Photos: Todd Kaplan – Video is controlled using two Hippo Taiga+ units with a Notch Playback license

The project was something new for the designers. Lechterman says, “We had some ideas, some things we’d like to try out, but we were most interested in getting to know Keith better as an artist and as a person to develop a custom show for him.” As it turned out, Urban had ideas of his own. Gallagher says, “We talked to Keith about things that interested him, that got him excited, things he likes to do, that he doesn’t like to do, and things that have worked well in the past. We came up with five pages of notes and had a million different directions we could go in. Keith said, ‘I’d love to do a Nine Inch Nails show, but I don’t think my audience would like it.’ We had a good chuckle, but that really helped inform the overall aesthetic. We then began the process of distilling the five pages of notes over the next couple of months, turning them into a singular volume.” In the end, Urban decided he wanted something contemporary and, perhaps, unique for his fans. As Gallagher notes, “It was an exciting design challenge: how to give Keith a modern, edgy, moody, and brooding underbelly whilst still appealing to an audience who reveres him as a country star.
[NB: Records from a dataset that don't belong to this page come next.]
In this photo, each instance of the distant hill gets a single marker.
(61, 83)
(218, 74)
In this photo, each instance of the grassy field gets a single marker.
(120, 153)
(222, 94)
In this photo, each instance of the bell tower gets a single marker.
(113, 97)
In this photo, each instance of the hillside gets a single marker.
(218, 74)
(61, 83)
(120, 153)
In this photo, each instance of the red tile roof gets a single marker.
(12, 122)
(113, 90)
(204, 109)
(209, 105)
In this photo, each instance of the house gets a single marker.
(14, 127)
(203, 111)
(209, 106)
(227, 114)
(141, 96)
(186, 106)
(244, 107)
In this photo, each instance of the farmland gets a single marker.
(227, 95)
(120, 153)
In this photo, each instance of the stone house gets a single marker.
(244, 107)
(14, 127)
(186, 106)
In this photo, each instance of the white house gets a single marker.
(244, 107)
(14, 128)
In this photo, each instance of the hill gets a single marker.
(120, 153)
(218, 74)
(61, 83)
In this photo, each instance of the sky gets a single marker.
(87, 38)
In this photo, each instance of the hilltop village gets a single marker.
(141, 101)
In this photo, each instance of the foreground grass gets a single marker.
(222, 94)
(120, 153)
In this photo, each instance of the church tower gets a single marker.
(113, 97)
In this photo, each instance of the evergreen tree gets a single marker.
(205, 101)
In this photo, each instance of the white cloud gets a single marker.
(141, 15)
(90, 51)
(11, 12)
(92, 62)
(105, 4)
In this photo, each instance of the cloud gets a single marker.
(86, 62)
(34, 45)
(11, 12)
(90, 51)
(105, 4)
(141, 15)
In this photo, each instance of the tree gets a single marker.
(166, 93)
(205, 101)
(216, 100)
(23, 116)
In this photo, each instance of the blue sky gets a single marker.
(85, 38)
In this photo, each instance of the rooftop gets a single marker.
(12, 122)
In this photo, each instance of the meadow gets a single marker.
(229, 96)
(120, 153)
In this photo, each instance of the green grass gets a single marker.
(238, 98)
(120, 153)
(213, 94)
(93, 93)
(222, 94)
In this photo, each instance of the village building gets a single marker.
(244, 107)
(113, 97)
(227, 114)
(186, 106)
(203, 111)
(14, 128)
The dichotomy there has led to some great results, and conflicts, over the course of the process.”

Early in the design, there was talk of doing a show with no lighting whatsoever. “The idea came directly from Keith,” Gallagher says. “We dug into it, seeing if we could accurately key-light him and the band with solely video products. In the end, we had to abandon the idea after showing Keith renderings of what the end result would be without lighting. However, the conversation certainly helped inform a video-driven design, which, ultimately, is what you see now.”

As the design process continued, “Keith asked for an immersive architecture of video, a simplistic cube, if you will,” Gallagher says. “What you see now is a tessellated version of that, with a moving ‘half-cube’ hung over the stage and an upstage wall that completes the box at one moment in the show. Two of the major video surfaces are automated, which brings a whole new dynamic to the staging. Once presented with renderings of this overall concept, it was ‘thumbs up,’ as long as we could fit it into the budget.”

Staging

The streamlined staging includes several risers owned by Urban. “It’s the Graffiti U Tour, so what is traditionally a B stage is shaped like the U in the album’s logo,” Gallagher says. “It is now called the U stage. For sheds, the U stage cantilevers out over seats near the lawn, to get Keith closer to the audience in the back.” The tour started in sheds and is now in arenas, where audiences have a different U stage experience. Gallagher says, “In sheds, no one gets up above the U stage, but, in arenas, in the upper bowl, when they’re looking straight down onto the U stage, it will look awesome. The arena crowd is going to see it in a way that none of the shed audiences ever really did.” In sheds, Omaha-based ACASS-Systems provided the U stage; for arenas, the Ustage is from TAIT, located in Lititz, Pennsylvania.

Video

“Video dominates the landscape, with content playing about 90% of the show,” Lechterman says. The stage features several video surfaces, consisting of Winvision Air 9, provided by the Los Angeles office of PRG. Upstage is a 12′-tall by 60′-wide wall that is convex at the center. At midstage is what has been termed the roof. “It’s a square video wall on four points that can lift up, come down, rotate, and do all sorts of things,” Gallagher notes. Completing the video screen component is a 20′-wide by 12′-high automated header. “It is basically the inverse of the upstage wall, so it is convex as opposed to concave,” Gallagher says. “All the video surfaces are blow-through, especially the header, which can act as a scrim when lowered to the stage floor.” Creation of the video portion of the production was not without some challenges, most notably the roof.